Pumpkin Soup with Carrots & Ginger
Author: Ordinary Vegan
Recipe type: Soup
- 1 small pumpkin or squash, de-seeded, peeled and cut into chunks (approximately 2-2½ lbs which should yield approximately 6 cups of chopped pumpkin)
- 3 medium carrots, peeled and sliced
- 2 tbsp olive oil
- 1 onion, chopped
- 1 garlic clove, chopped
- 2 inches of ginger, peeled and chopped
- 1 cup vegetable broth
- 1 bay leaf (add two if you like that flavor)
- ¼ tsp cloves, ground
- ¼ tsp allspice, ground
- ½ tsp fresh thyme (thyme leaves for garnish)
- salt & pepper to taste
- ½ cup white wine (if you don't drink, this is optional)
- ½ cup orange juice
- 2 tbsp maple syrup
- Garnish with pumpkin seeds, toasted croutons, chives, or crumbled tempeh maple bacon
- Heat oil in soup pot over medium heat until hot.

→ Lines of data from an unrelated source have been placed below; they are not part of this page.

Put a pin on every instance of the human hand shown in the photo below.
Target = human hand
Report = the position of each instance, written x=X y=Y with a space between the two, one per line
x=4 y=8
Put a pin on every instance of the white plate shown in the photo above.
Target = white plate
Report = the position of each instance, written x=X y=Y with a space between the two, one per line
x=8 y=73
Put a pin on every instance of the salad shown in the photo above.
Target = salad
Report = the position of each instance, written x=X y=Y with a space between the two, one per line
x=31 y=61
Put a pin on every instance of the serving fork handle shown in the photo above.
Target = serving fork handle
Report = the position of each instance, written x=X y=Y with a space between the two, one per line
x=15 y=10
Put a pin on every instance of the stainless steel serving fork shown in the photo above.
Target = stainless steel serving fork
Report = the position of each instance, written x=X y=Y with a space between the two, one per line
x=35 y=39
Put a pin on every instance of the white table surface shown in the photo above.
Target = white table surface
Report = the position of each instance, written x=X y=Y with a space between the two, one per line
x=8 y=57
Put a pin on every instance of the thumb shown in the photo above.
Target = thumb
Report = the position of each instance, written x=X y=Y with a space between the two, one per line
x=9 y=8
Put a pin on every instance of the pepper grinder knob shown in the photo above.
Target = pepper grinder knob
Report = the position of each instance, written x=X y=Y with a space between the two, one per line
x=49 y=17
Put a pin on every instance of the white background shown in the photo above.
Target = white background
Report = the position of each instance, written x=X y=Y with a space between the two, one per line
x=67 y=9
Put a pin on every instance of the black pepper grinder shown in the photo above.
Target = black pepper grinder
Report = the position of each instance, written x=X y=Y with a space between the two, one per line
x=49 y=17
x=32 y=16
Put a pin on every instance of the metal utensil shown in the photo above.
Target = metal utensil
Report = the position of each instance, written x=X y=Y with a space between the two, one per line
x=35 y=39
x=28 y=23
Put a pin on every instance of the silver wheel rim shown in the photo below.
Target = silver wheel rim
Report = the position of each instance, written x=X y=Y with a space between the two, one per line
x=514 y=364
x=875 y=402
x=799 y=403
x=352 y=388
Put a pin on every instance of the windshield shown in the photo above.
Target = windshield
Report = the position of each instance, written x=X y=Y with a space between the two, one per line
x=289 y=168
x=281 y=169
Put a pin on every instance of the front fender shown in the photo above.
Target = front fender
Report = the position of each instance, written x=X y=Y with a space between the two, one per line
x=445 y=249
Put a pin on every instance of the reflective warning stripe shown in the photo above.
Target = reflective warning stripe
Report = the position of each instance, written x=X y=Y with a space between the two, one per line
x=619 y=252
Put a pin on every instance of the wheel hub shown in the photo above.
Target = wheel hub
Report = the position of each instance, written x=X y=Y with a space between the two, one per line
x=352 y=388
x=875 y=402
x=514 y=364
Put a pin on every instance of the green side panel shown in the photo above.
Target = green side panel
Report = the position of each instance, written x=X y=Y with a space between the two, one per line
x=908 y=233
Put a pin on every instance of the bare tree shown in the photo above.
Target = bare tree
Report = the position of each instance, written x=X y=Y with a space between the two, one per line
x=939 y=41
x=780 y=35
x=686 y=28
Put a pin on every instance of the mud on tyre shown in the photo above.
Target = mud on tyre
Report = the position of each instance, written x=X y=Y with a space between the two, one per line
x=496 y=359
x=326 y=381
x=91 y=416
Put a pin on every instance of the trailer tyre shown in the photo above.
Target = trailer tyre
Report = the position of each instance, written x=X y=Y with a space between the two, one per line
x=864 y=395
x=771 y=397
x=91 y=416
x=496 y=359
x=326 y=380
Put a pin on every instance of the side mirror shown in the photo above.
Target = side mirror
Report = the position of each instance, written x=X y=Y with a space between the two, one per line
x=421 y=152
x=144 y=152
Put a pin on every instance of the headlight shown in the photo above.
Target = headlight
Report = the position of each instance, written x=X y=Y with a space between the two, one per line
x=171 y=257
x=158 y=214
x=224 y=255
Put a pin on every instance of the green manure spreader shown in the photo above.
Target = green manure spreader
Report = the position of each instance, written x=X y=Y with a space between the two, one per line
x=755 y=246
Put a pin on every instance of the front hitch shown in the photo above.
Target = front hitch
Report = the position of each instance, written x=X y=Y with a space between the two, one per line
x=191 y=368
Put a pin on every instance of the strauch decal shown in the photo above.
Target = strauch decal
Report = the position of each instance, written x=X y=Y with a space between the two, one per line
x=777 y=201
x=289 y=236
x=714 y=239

- Saute onions, garlic and ginger until translucent.
- Add veggie broth, pumpkin, carrots, bay leaves, cloves, allspice, thyme, salt & pepper and orange juice. Bring to boil.
- Lower heat and cook until pumpkin and carrots are soft.
- Add wine and maple syrup.
- Cook another 5-10 minutes.
- Puree with hand blender or in a food processor until smooth.
- Taste and add more seasonings to your liking. Can be frozen and used later.
- Top with your favorite toppings like croutons or pumpkin seeds. Garnish with fresh thyme.